This is not backward compatibility issue. Check HIVE-592 for details. Before 
this patch, a rename doesn't change the name of the hdfs directory and if you 
create a new table with the old name of the renamed  table then both tables 
will be pointing to the same directory thus causing problems. HIVE-592 fixes 
this to rename directories correctly. So if you have created all tables after 
HIVE-592 patch went in, you should be fine.
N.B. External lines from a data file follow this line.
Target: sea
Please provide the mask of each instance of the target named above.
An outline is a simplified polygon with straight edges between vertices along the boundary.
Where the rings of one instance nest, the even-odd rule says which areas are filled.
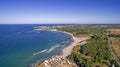
[[[64,24],[1,24],[0,67],[29,67],[60,54],[73,41],[70,35],[62,32],[33,31],[36,26]]]

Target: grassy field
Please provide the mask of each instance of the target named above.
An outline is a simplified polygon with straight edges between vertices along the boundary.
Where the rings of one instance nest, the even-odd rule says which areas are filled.
[[[120,29],[109,29],[112,42],[112,48],[117,56],[120,58]]]
[[[111,41],[114,52],[120,58],[120,38],[111,37]]]

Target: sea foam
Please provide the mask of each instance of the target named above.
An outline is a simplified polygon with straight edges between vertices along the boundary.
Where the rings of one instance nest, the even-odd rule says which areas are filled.
[[[57,47],[60,47],[60,45],[58,44],[58,45],[52,46],[46,53],[50,53],[51,51],[53,51]]]
[[[48,49],[44,49],[44,50],[42,50],[42,51],[38,51],[38,52],[36,52],[36,53],[33,53],[33,55],[37,55],[37,54],[40,54],[40,53],[44,53],[44,52],[46,52]]]

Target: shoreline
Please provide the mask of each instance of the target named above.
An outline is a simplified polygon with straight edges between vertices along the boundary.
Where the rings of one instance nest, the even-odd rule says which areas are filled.
[[[33,31],[39,31],[39,30],[42,30],[42,29],[34,29]],[[52,57],[56,58],[56,57],[59,57],[59,58],[66,58],[67,56],[69,56],[72,52],[72,49],[77,46],[77,45],[82,45],[82,44],[86,44],[87,42],[85,41],[86,39],[82,39],[80,37],[75,37],[72,33],[69,33],[69,32],[66,32],[66,31],[59,31],[57,29],[54,29],[54,30],[46,30],[46,31],[56,31],[56,32],[61,32],[61,33],[65,33],[65,34],[68,34],[72,37],[73,39],[73,42],[71,42],[69,45],[65,46],[62,50],[61,50],[61,53],[59,55],[53,55]],[[50,59],[50,58],[48,58]],[[35,65],[37,64],[40,64],[41,62],[43,61],[40,61],[40,62],[37,62],[35,63]]]

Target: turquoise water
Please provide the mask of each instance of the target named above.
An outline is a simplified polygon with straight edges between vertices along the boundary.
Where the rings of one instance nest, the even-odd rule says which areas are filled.
[[[32,31],[39,25],[0,25],[0,67],[27,67],[59,54],[72,42],[61,32]]]

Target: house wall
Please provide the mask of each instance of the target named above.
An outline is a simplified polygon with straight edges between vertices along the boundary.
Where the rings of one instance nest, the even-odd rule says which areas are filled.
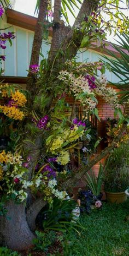
[[[4,14],[3,19],[1,19],[0,28],[4,28],[9,26],[10,28],[5,30],[5,32],[14,31],[16,37],[13,40],[13,45],[11,47],[9,43],[7,42],[7,48],[0,50],[1,53],[6,55],[7,58],[5,61],[3,62],[2,64],[2,68],[4,70],[3,74],[7,76],[26,77],[28,73],[27,70],[29,68],[34,32],[7,23],[7,17]],[[43,41],[41,52],[45,58],[47,57],[49,48],[50,45]],[[81,62],[86,60],[93,62],[98,61],[101,58],[103,59],[102,53],[98,53],[93,50],[86,51],[85,49],[78,52],[77,57],[77,61]],[[42,58],[40,56],[40,61]],[[108,70],[106,71],[105,76],[108,80],[112,82],[118,81],[118,78]]]

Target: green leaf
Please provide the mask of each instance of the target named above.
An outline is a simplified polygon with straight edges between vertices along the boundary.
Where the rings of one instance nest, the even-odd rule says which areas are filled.
[[[85,46],[87,46],[89,42],[89,36],[85,36],[81,42],[80,48],[83,48]]]

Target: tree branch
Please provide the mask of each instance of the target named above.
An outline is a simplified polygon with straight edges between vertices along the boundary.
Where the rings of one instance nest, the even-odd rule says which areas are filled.
[[[82,35],[81,35],[79,30],[78,32],[76,31],[75,33],[75,28],[76,26],[79,27],[83,18],[86,16],[90,15],[93,10],[96,10],[99,2],[99,0],[92,1],[91,0],[84,0],[73,26],[62,43],[62,51],[65,54],[66,59],[67,58],[71,59],[74,57],[80,46]]]
[[[99,161],[103,159],[106,156],[115,146],[117,143],[120,141],[120,139],[123,135],[127,127],[127,125],[124,124],[120,130],[120,132],[117,137],[113,141],[111,145],[109,147],[106,148],[105,149],[102,151],[101,154],[91,160],[87,165],[86,166],[82,165],[79,168],[78,172],[75,175],[75,176],[67,181],[64,182],[61,184],[63,189],[66,190],[69,189],[72,186],[75,186],[78,181],[83,176],[84,176],[87,171],[91,169],[96,163]]]
[[[50,69],[52,66],[56,53],[65,35],[65,29],[67,33],[68,32],[68,29],[64,26],[63,21],[61,20],[61,0],[55,0],[52,37],[48,57]]]
[[[39,53],[42,43],[43,34],[43,23],[45,20],[48,4],[48,0],[40,0],[39,13],[35,28],[30,65],[38,65],[39,64]],[[27,77],[26,89],[31,94],[30,101],[33,100],[33,96],[35,96],[36,81],[35,75],[30,72]]]

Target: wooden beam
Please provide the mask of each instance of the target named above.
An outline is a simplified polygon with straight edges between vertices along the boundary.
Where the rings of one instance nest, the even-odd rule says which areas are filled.
[[[2,81],[2,83],[8,83],[9,84],[26,84],[27,77],[1,75],[0,82]]]
[[[7,23],[34,31],[37,18],[11,9],[6,9]],[[49,28],[49,36],[52,36],[52,29]]]

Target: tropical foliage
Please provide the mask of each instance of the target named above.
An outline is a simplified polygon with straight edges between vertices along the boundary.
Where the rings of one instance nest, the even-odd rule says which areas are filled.
[[[62,1],[63,13],[68,4],[69,9],[75,3]],[[2,242],[11,248],[18,247],[22,250],[32,245],[34,238],[32,231],[36,229],[35,220],[40,210],[47,203],[51,204],[54,198],[65,199],[69,187],[104,154],[107,155],[123,133],[121,126],[115,141],[99,156],[99,159],[97,157],[91,164],[89,161],[87,166],[80,162],[80,142],[85,140],[88,144],[92,139],[91,129],[86,126],[87,118],[93,115],[99,120],[98,96],[104,99],[117,113],[121,111],[115,90],[108,87],[103,63],[78,63],[75,56],[80,47],[87,48],[96,40],[104,47],[105,31],[110,31],[113,24],[120,32],[121,28],[122,31],[126,31],[127,20],[124,19],[120,26],[119,23],[118,3],[117,1],[118,21],[114,23],[111,19],[110,23],[102,19],[99,12],[107,4],[112,9],[111,4],[115,4],[115,2],[102,1],[100,6],[99,1],[84,1],[71,29],[61,20],[61,1],[55,1],[52,19],[51,2],[38,1],[26,91],[7,84],[1,86],[1,115],[3,121],[7,118],[11,121],[9,144],[10,140],[16,141],[10,151],[5,146],[0,153],[2,206],[4,204],[0,218],[0,233],[4,240]],[[2,15],[2,7],[1,10]],[[43,58],[39,66],[43,32],[48,29],[42,24],[45,24],[47,14],[52,20],[52,39],[48,58]],[[66,13],[64,15],[67,18]],[[0,36],[1,47],[3,49],[7,41],[11,42],[15,36],[10,32]],[[72,104],[69,104],[69,97]],[[83,108],[81,116],[76,115],[76,106]],[[126,123],[127,120],[124,120]],[[95,144],[95,148],[97,144]],[[71,159],[74,157],[77,160],[71,150],[78,153],[77,170],[69,168]],[[96,203],[96,207],[99,203]],[[5,217],[6,208],[9,220]]]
________________________________
From: Bill Graham <billgra...@gmail.com>
Reply-To: <billgra...@gmail.com>
Date: Thu, 30 Jul 2009 13:09:03 -0700
To: Prasad Chakka <pcha...@facebook.com>
Cc: <hive-user@hadoop.apache.org>
Subject: Re: partitions not being created

I sent my last try reply before seeing your last email.
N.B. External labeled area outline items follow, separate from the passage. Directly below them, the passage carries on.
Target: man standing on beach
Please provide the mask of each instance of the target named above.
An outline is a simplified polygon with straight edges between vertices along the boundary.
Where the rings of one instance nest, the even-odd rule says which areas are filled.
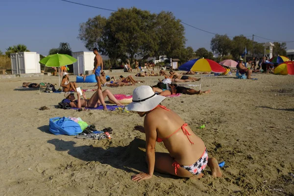
[[[93,49],[93,52],[96,56],[94,58],[94,69],[92,72],[93,74],[95,74],[96,76],[97,86],[98,86],[98,88],[100,89],[102,89],[100,82],[100,74],[101,72],[103,72],[103,61],[102,57],[98,53],[98,49],[97,48]]]
[[[103,110],[107,110],[106,108],[106,105],[104,100],[103,98],[103,95],[102,94],[102,88],[101,87],[101,82],[100,81],[100,74],[101,72],[103,72],[103,61],[102,60],[102,57],[98,53],[98,49],[97,48],[94,48],[93,49],[93,52],[95,54],[95,58],[94,58],[94,69],[93,71],[93,74],[95,74],[96,76],[96,80],[97,80],[97,86],[98,88],[97,89],[97,94],[98,95],[98,99],[101,102],[102,105],[103,105]]]

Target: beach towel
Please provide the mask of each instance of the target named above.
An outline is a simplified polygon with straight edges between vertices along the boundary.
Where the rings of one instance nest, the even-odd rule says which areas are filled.
[[[119,106],[117,105],[106,105],[106,107],[107,108],[107,110],[110,111],[115,110],[116,108],[123,108],[124,106]],[[73,109],[74,110],[78,110],[80,108],[78,108],[76,107],[72,107],[71,109]],[[102,105],[99,105],[98,107],[96,108],[89,108],[87,107],[85,107],[85,109],[87,109],[89,110],[103,110],[103,106]]]
[[[173,94],[173,95],[168,95],[166,97],[167,98],[174,98],[175,97],[179,97],[181,96],[181,94],[180,93],[177,93],[176,94]]]
[[[50,119],[49,131],[54,135],[76,135],[83,131],[78,123],[64,117]]]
Thanks, that seems possible. I did initially create ApiUsageTemp using the most 
recent Hive release. Then while working on a JIRA I updated my Hive client and 
server to the more recent builds from the trunk.

If that could cause such a problem, this is troubling though, since it implies 
that we can't upgrade Hive without possibly corrupting our metadata store.
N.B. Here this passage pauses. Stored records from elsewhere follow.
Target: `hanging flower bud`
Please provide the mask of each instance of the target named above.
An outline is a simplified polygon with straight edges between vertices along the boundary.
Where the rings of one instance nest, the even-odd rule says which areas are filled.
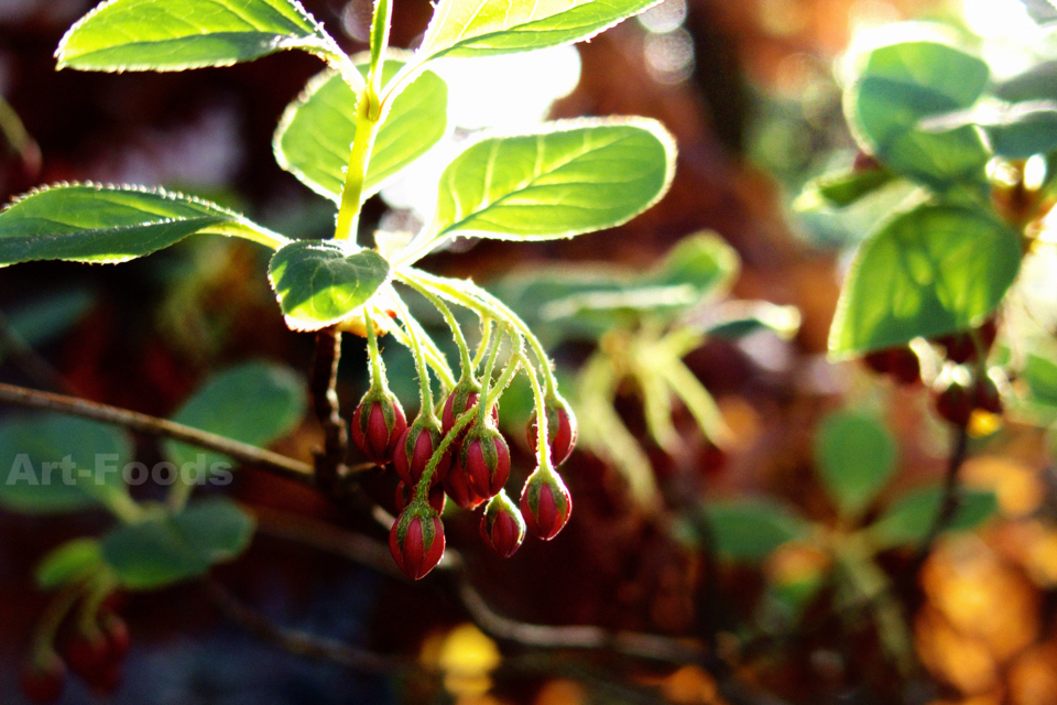
[[[412,505],[389,532],[389,550],[404,575],[418,581],[437,566],[444,555],[444,524],[428,505]]]
[[[442,486],[448,497],[451,498],[451,501],[462,509],[477,509],[481,502],[488,499],[487,497],[478,495],[473,488],[470,487],[470,478],[466,473],[466,468],[462,467],[459,462],[458,455],[455,456],[448,474],[444,477]]]
[[[495,553],[509,558],[525,539],[525,520],[514,503],[500,490],[484,508],[481,517],[481,538]]]
[[[407,430],[400,401],[385,389],[371,389],[352,414],[352,441],[375,465],[393,459],[396,442]]]
[[[459,382],[456,384],[455,389],[451,390],[451,393],[448,394],[447,401],[444,402],[444,411],[440,412],[440,423],[444,434],[447,435],[448,431],[451,431],[451,427],[455,426],[455,422],[466,413],[467,409],[472,409],[473,404],[477,403],[477,400],[480,398],[480,387],[473,389],[468,383]],[[492,404],[492,425],[499,423],[499,404]]]
[[[21,673],[22,694],[31,703],[54,703],[66,690],[66,663],[55,652],[26,663]]]
[[[547,413],[547,445],[551,446],[551,463],[555,466],[565,463],[576,446],[576,415],[568,403],[557,394],[544,400]],[[536,414],[528,420],[526,437],[528,447],[536,452]]]
[[[480,497],[494,497],[510,478],[506,441],[503,434],[484,424],[475,424],[466,435],[459,463],[466,468],[470,489]]]
[[[396,475],[408,487],[418,484],[426,465],[433,457],[434,449],[440,445],[444,436],[440,433],[440,423],[434,415],[419,414],[411,427],[396,441],[396,452],[393,454],[393,467]],[[451,465],[451,453],[445,453],[437,462],[429,480],[435,485],[444,479]]]
[[[557,473],[543,473],[540,468],[525,480],[521,492],[521,516],[534,535],[549,541],[569,520],[573,498]]]
[[[396,512],[400,513],[411,506],[415,498],[415,488],[406,482],[396,485]],[[444,511],[444,488],[437,484],[429,488],[429,506],[439,514]]]

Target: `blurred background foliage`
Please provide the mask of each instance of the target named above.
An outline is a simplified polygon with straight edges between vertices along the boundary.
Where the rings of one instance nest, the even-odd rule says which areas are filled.
[[[91,4],[0,0],[4,200],[57,181],[160,184],[290,236],[329,235],[333,205],[281,171],[271,150],[283,109],[319,70],[316,59],[284,53],[179,74],[56,73],[54,47]],[[366,47],[369,2],[304,4],[346,48]],[[469,254],[440,252],[425,263],[472,276],[523,313],[553,346],[580,416],[581,445],[564,470],[576,512],[557,540],[528,543],[504,562],[482,549],[475,517],[446,517],[450,545],[497,611],[697,640],[735,664],[739,680],[786,702],[1057,702],[1048,430],[1057,358],[1028,360],[1033,401],[1005,423],[973,429],[958,531],[937,543],[918,579],[902,579],[916,570],[913,546],[939,506],[948,430],[923,387],[830,361],[826,341],[851,249],[905,194],[839,213],[795,203],[811,178],[856,158],[839,57],[862,31],[941,21],[976,36],[1004,78],[1046,58],[1029,48],[1039,44],[1027,37],[1042,30],[1025,7],[1049,8],[665,0],[545,62],[508,57],[472,75],[453,66],[445,78],[460,130],[438,154],[483,124],[584,115],[657,118],[679,144],[671,193],[619,229],[544,243],[460,241]],[[428,15],[426,0],[397,3],[393,43],[412,46]],[[510,79],[533,70],[552,77],[549,90]],[[487,102],[457,97],[460,86],[481,83]],[[413,181],[382,196],[367,206],[368,227],[412,229],[429,208]],[[1017,301],[1027,303],[1006,312],[1000,349],[1015,347],[1021,319],[1051,343],[1051,260],[1044,250],[1025,263]],[[192,238],[120,268],[4,270],[0,377],[170,416],[238,362],[306,370],[310,339],[284,327],[265,264],[241,241]],[[346,346],[346,409],[366,388],[360,347]],[[394,391],[412,399],[410,355],[389,345],[385,356]],[[515,474],[532,466],[521,440],[528,411],[525,390],[503,399]],[[273,447],[310,457],[322,437],[315,422],[287,425],[295,427]],[[142,440],[135,453],[148,465],[163,457]],[[384,476],[366,482],[388,507],[394,486]],[[364,525],[248,468],[229,494],[262,518]],[[20,702],[15,664],[45,601],[33,566],[102,525],[91,512],[62,521],[0,512],[0,701]],[[436,583],[397,583],[266,531],[216,573],[276,621],[418,659],[431,675],[362,675],[286,654],[241,632],[186,584],[129,601],[134,646],[112,702],[729,702],[698,665],[497,642]],[[75,687],[65,702],[90,701]]]

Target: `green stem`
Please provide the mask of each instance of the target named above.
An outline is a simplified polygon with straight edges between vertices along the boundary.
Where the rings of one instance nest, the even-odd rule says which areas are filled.
[[[527,368],[528,383],[532,384],[532,397],[536,402],[536,459],[540,460],[540,469],[549,475],[554,473],[554,466],[551,464],[551,444],[547,443],[549,438],[547,405],[543,398],[543,390],[540,389],[540,380],[536,379],[535,371],[528,367],[528,358],[525,357],[524,352],[519,352],[517,357]]]
[[[396,313],[404,322],[404,327],[407,330],[407,338],[411,340],[411,348],[415,358],[415,368],[418,370],[418,393],[421,400],[419,413],[425,414],[427,419],[436,419],[436,414],[433,411],[433,388],[429,386],[429,368],[426,366],[426,356],[422,351],[422,345],[418,341],[418,334],[411,324],[411,311],[407,310],[407,304],[405,304],[400,296],[393,296],[393,303],[396,306]]]
[[[345,187],[341,189],[341,207],[338,210],[338,223],[334,230],[336,240],[356,242],[360,224],[360,206],[363,200],[363,184],[367,181],[371,150],[380,126],[381,109],[378,106],[378,97],[368,85],[357,98],[356,137],[352,140],[352,152],[349,154],[349,166],[345,173]]]
[[[417,282],[422,286],[428,286],[438,294],[442,294],[451,301],[455,301],[456,303],[478,312],[479,315],[488,315],[510,324],[515,330],[525,336],[525,339],[528,341],[528,346],[536,356],[540,368],[543,371],[547,394],[554,395],[556,393],[557,382],[554,379],[554,370],[551,369],[551,359],[543,349],[543,345],[532,333],[532,329],[528,327],[528,325],[522,321],[517,314],[511,311],[506,304],[495,299],[483,289],[473,285],[471,282],[458,282],[460,286],[466,286],[468,290],[470,290],[470,292],[472,292],[469,293],[462,291],[459,289],[459,286],[454,286],[451,280],[447,280],[443,276],[435,276],[418,269],[408,267],[403,273],[399,273],[399,275],[401,276],[401,281],[406,281],[408,285],[413,285],[411,283],[412,281]]]
[[[466,344],[466,336],[462,335],[462,328],[459,327],[459,322],[455,319],[455,314],[451,313],[451,310],[440,301],[436,295],[434,295],[426,286],[422,285],[419,282],[415,281],[410,276],[401,276],[397,273],[400,281],[407,284],[416,292],[422,294],[422,296],[428,301],[433,306],[440,312],[440,315],[444,316],[445,323],[448,324],[448,327],[451,328],[451,336],[455,338],[455,344],[459,346],[459,360],[462,365],[462,379],[467,377],[472,377],[473,370],[477,369],[477,366],[470,359],[470,349]]]
[[[367,328],[367,348],[371,358],[371,389],[385,389],[385,368],[382,365],[382,354],[378,349],[374,322],[371,319],[371,312],[367,306],[363,306],[363,327]]]
[[[489,317],[481,318],[481,343],[477,346],[477,352],[473,354],[473,360],[470,362],[470,365],[472,365],[475,370],[477,369],[477,366],[481,364],[481,360],[484,358],[484,350],[488,349],[488,341],[491,337],[492,337],[492,319]]]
I'll try again from scratch though and see if it works, thanks.


On Thu, Jul 30, 2009 at 1:04 PM, Bill Graham <billgra...@gmail.com> wrote:
Prasad,

My setup is Hive client -> Hive Server (with local metastore) -> Hadoop. I was 
also suspecting metastore issues, so I've tried multiple times with newly 
created destination tables and I see the same thing happening.

All of the log info I've been able to find I've included already in this 
thread. Let me know if there's anywhere else I could look for clues.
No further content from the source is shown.